Am 17.08.2013 14:40, schrieb Steffen Prohaska:
Previously, filtering more than 2GB through an external filter (see
test) failed on Mac OS X 10.8.4 (12E55) with:

     error: read from external filter cat failed
     error: cannot feed the input to external filter cat
     error: cat died of signal 13
     error: external filter cat failed 141
     error: external filter cat failed

The reason is that read() immediately returns with EINVAL if len >= 2GB.
I haven't found any information under which specific conditions this
occurs.  My suspicion is that it happens when reading from a pipe, while
reading from a standard file should always be fine.  I haven't tested
any other version of Mac OS X, though I'd expect that other versions are
affected as well.

The problem is fixed by always reading less than 2GB in xread().
xread() doesn't guarantee to read all the requested data at once, and
callers are expected to gracefully handle partial reads.  Slicing large
reads into 2GB pieces should not hurt practical performance.

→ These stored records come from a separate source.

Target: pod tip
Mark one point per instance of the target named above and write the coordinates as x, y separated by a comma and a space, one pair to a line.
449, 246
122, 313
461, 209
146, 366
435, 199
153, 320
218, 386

Signed-off-by: Steffen Prohaska <>
  t/ | 9 +++++++++
  wrapper.c             | 8 ++++++++
  2 files changed, 17 insertions(+)

diff --git a/t/ b/t/
index e50f0f7..aec1253 100755
--- a/t/
+++ b/t/
@@ -190,4 +190,13 @@ test_expect_success 'required filter clean failure' '
        test_must_fail git add test.fc

+test_expect_success 'filter large file' '
+       git config filter.largefile.smudge cat &&
+       git config filter.largefile.clean cat &&
+       dd if=/dev/zero of=2GB count=2097152 bs=1024 &&

We don't have /dev/zero on Windows. Even if we get a file slightly over 2GB, we can't handle it on Windows, and other 32bit architectures will very likely also be handicapped.

Finally, this test (if it remains in some form) should probably be protected by EXPENSIVE.

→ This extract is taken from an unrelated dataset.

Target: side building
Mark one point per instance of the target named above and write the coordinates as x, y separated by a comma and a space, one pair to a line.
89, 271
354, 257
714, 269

+       echo "/2GB filter=largefile" >.gitattributes &&

Drop the slash, please; it may confuse our bash on Windows (it doesn't currently because echo is a builtin, but better safe than sorry).

+       git add 2GB 2>err &&
+       ! grep -q "error" err

Executive summary: drop everything starting at "2>err".

Long story: Can it happen that (1) git add succeeds, but still produces something on stderr, and (2) we do not care what this something is as long as it does not contain "error"? I don't think this combination of conditions makes sense; it's sufficient to check that git add does not fail.

BTW, if you add

        ... &&
        rm -f 2GB &&
        git checkout -- 2GB

you would also test the smudge filter code path with a huge file, no?

BTW2, to create a file with slightly over 2GB, you can use

        for i in $(test_seq 0 128); do printf "%16777216d" 1; done >2GB

diff --git a/wrapper.c b/wrapper.c
index 6a015de..2a2f496 100644
--- a/wrapper.c
+++ b/wrapper.c
@@ -139,6 +139,14 @@ ssize_t xread(int fd, void *buf, size_t len)
        ssize_t nr;
        while (1) {
+#ifdef __APPLE__
+               const size_t twoGB = (1l << 31);
+               /* len >= 2GB immediately fails on Mac OS X with EINVAL when
+                * reading from pipe. */
+               if (len >= twoGB) {
+                       len = twoGB - 1;
+               }
                nr = read(fd, buf, len);
                if ((nr < 0) && (errno == EAGAIN || errno == EINTR))

-- Hannes